ベルギー近代美術における三大画家の一人、ジェームズ・アンソール(James Ensor,1860-1949)はルネ・マグリット、ポール・デルヴォーとならび、国際的に高く評価されています。仮面や骸骨、空想の生き物や死の舞踏といったモチーフを通して、アンソールは大衆の心理や自己の内面をシニカルに描き出しました。アンソールと言えば、「仮面の画家」としてよく知られていますが、この画家を語る上で忘れてはならないもう一つの側面、「リアリスト」としてのアンソールも今回、ご紹介致します。当時の若いベルギーの画家たちや評論家は、早い時期からアンソールをリアリズムの画家として一目置いていました。

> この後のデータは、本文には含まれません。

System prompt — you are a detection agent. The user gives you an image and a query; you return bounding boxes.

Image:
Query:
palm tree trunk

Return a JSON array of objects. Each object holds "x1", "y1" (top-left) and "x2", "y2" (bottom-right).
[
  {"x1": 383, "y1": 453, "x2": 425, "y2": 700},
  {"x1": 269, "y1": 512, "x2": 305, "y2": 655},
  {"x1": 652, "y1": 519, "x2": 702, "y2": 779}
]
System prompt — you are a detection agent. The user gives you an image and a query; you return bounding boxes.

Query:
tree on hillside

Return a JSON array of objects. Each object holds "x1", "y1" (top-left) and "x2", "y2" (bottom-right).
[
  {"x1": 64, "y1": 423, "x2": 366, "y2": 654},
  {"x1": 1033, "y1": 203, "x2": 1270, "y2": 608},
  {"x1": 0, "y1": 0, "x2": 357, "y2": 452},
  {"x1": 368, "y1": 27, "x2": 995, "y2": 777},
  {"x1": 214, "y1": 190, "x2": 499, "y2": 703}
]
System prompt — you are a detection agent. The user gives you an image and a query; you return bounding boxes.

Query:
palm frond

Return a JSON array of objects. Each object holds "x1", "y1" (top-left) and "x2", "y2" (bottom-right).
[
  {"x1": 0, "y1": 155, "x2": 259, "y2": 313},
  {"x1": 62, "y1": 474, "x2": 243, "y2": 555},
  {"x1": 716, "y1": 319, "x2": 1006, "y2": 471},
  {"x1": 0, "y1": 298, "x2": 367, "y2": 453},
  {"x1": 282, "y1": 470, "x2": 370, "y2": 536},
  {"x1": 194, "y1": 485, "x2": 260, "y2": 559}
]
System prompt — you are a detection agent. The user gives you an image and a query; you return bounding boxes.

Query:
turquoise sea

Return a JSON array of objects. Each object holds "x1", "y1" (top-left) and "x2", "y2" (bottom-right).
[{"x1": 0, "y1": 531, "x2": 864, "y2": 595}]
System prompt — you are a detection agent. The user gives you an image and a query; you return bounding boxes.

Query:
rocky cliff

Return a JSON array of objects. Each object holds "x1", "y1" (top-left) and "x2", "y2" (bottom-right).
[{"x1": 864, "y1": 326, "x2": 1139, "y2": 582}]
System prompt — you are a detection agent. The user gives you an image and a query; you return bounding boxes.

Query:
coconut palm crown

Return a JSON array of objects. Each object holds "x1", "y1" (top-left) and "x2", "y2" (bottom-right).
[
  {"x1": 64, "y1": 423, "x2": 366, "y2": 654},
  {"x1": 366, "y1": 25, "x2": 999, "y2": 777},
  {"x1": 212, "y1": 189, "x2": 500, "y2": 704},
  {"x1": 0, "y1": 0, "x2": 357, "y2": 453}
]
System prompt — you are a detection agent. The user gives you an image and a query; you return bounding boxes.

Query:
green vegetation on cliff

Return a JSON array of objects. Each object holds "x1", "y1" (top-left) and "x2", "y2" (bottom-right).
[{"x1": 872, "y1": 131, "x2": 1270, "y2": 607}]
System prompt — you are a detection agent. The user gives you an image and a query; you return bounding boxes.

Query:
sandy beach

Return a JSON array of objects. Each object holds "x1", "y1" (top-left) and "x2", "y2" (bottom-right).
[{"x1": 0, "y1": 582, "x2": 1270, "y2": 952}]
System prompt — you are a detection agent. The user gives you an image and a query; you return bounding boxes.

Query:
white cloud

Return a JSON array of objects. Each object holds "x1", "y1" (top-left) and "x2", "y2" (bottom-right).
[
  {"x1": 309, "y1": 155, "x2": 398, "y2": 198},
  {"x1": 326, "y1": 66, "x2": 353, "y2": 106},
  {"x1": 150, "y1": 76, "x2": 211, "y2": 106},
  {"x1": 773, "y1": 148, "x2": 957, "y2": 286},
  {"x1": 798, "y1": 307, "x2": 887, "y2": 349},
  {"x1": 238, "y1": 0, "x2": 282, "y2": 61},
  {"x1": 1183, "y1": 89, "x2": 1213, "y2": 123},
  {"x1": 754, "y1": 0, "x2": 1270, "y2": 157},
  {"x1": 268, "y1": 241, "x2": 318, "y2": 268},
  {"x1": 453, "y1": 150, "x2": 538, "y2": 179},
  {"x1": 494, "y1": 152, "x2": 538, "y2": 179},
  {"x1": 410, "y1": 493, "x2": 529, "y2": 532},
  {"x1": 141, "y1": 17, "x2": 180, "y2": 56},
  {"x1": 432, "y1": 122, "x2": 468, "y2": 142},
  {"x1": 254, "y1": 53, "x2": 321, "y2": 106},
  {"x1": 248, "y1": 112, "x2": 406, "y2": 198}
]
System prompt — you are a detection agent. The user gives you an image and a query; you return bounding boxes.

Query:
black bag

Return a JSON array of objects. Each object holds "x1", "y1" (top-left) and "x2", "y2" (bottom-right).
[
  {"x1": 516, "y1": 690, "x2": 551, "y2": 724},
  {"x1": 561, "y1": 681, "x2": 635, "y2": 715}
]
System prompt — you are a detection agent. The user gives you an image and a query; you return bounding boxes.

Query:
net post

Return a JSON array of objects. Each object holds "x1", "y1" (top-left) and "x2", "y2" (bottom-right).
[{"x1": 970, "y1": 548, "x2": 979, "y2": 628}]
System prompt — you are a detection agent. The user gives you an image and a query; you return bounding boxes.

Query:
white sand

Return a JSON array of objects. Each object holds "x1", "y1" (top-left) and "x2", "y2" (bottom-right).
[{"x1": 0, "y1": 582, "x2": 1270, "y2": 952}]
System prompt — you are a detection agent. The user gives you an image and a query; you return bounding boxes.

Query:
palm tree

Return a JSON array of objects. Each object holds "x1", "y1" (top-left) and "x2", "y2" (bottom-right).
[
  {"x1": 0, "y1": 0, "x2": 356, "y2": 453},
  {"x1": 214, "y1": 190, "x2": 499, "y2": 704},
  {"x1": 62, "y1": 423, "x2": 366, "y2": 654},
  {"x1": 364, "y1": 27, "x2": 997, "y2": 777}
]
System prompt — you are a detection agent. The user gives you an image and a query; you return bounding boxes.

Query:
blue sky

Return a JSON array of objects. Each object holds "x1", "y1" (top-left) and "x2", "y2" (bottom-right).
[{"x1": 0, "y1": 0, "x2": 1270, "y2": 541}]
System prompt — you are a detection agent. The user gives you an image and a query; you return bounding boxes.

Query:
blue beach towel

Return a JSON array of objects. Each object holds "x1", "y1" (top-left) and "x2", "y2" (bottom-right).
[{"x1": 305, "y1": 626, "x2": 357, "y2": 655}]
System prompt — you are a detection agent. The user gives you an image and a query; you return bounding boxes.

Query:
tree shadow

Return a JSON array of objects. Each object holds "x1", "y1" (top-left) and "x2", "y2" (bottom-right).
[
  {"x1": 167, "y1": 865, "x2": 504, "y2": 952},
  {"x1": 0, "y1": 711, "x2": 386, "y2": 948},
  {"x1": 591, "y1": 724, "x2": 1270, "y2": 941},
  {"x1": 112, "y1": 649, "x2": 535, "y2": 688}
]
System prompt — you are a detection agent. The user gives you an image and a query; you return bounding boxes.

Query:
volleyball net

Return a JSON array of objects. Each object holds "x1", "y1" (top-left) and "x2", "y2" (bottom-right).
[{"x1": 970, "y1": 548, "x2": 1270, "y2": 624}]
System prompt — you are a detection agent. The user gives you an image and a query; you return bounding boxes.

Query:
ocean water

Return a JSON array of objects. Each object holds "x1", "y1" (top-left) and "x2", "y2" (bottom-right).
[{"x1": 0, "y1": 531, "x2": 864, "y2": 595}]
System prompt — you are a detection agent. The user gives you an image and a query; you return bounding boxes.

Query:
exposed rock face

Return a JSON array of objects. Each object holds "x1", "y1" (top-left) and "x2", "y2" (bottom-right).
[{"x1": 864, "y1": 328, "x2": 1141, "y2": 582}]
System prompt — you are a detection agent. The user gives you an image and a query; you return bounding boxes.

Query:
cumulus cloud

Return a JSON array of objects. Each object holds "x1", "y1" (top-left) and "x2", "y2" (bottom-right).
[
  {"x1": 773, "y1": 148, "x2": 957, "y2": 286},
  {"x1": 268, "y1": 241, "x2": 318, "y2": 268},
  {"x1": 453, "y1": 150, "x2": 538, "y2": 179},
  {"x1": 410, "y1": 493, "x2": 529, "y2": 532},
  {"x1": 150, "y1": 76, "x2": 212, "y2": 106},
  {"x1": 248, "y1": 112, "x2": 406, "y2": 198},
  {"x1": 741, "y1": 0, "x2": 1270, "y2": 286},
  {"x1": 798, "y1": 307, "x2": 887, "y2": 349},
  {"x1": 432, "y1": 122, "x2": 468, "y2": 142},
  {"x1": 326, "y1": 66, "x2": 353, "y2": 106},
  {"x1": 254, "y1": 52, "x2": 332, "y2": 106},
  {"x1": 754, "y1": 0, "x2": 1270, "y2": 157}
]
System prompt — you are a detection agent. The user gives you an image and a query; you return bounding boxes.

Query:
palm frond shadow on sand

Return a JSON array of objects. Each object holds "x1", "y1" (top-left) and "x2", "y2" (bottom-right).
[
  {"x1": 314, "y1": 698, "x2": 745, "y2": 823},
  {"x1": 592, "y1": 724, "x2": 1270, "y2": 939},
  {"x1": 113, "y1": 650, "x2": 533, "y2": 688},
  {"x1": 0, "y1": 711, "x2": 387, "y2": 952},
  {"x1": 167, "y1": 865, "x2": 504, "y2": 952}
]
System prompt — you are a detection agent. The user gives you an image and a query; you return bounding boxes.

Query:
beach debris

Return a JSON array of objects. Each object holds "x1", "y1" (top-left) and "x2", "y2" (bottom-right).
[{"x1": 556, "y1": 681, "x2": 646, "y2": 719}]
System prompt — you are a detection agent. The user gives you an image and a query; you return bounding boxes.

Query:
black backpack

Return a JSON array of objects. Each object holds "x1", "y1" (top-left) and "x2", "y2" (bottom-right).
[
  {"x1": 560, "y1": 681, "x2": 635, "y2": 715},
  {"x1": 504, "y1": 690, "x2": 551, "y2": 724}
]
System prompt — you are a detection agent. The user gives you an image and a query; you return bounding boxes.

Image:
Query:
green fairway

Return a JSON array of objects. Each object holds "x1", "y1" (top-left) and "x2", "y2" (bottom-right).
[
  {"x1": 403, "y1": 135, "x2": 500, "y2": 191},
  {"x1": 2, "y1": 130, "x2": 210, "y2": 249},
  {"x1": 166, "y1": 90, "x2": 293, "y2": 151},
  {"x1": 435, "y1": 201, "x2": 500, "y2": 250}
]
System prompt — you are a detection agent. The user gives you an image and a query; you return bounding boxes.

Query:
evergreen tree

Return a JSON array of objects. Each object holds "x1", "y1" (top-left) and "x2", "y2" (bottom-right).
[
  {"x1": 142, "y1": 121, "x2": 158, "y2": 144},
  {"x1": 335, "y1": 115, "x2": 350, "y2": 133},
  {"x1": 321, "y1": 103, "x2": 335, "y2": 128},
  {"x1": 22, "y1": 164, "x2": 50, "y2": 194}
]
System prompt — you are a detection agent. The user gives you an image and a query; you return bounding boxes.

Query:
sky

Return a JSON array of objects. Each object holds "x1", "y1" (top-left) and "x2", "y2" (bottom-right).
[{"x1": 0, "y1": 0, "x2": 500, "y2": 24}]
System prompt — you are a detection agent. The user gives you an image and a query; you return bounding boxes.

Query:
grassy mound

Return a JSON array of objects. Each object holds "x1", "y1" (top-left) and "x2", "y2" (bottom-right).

今までのアンソール展では、モダニズムのパイオニア(芸術における個人的な慣習や信念を打ち破り到達した)となる前のアンソールは、素晴らしい作品を数多く残しておりながら、あまり重きを置かず、軽視されてきたところもあります。
本展では、同時代の画家や評論家から充分に認識されていたリアリストとしてのアンソールの初期作品から、日本や中国といった極東の美術の強い影響の元に生み出されたグロテスクな作品、そして西洋絵画の伝統的主題を独自に再解釈して行き着いた風刺的な作品までをご紹介致します。なかでもひとつのハイライトとなるのは、アンソールが葛飾北斎による絵手本「北斎漫画」を模写した一連のデッサンで、これらが日本でまとまったかたちで公開されるのは今回が初めてです。
アンソールの初期作品から晩年までの油彩、素描、エッチングを紹介する本格的なジェームズ・アンソール展の開催は、1983年以来約20年ぶりとなります。